Exploitation context
The source bundle marks this CVE as not in KEV and provides no public exploitation claim. The available description is a kernel correctness and hardware-register handling fix, not evidence of active exploitation or a documented attack path.
Researcher notes
Evidence is sparse: no CVSS, CWE, privilege requirement, crash impact, or exploitability analysis is included. The strongest source detail is the upstream fix rationale: replace manual WQCFG MMIO clearing with a work queue reset to avoid clobbering registers.
Mitigation direction
Update affected Linux kernels through trusted vendor or distribution channels.
Confirm the update includes one of the referenced stable kernel fixes.
Prioritize systems where the idxd dmaengine driver is enabled or relevant.
Monitor Linux and distribution advisories for impact or backport clarification.
Validation and detection
Inventory Linux kernel versions across servers and appliances.

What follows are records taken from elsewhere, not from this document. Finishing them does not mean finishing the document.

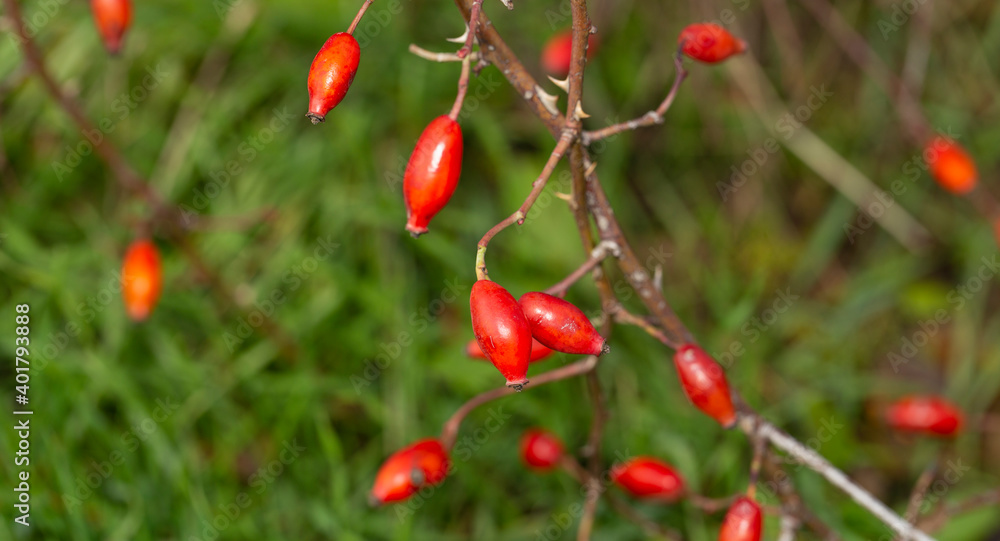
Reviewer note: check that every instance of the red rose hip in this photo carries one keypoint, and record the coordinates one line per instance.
(649, 478)
(709, 43)
(541, 449)
(705, 384)
(931, 415)
(331, 74)
(424, 463)
(432, 173)
(560, 325)
(538, 351)
(742, 522)
(501, 330)
(142, 277)
(112, 18)
(951, 165)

Check vendor kernel changelogs for CVE-2021-46917 or referenced commit IDs.
Identify whether the idxd dmaengine driver is present or loaded.
Record exceptions where vendor backports fix the issue without version changes.
Generated from the cited source records. This long-tail analysis has not been individually reviewed by a named human.
Potential ATT&CK relevance
Conservative CVE-to-ATT&CK context
These mappings and lookup hints may be relevant to the vulnerability behavior, CWE, affected product, or exposure path. Glexia-inferred context is not an official MITRE, ATT&CK, CWE, or CVE Program mapping.
ATT&CK lookup starting points
Use these exact CWE pages and searches to review the Glexia ATT&CK library from this CVE's weakness and description context.
cve · low confidence lookup
CVE-2021-46917 mapping review
Open the CVE-to-ATT&CK bridge for reviewed, inferred, or future official mappings tied to this CVE.
These fields come from the CVE record and ADP containers, not from Glexia's Take. They preserve time-varying source decisions such as CISA SSVC, KEV status, CVSS metrics, and provider references.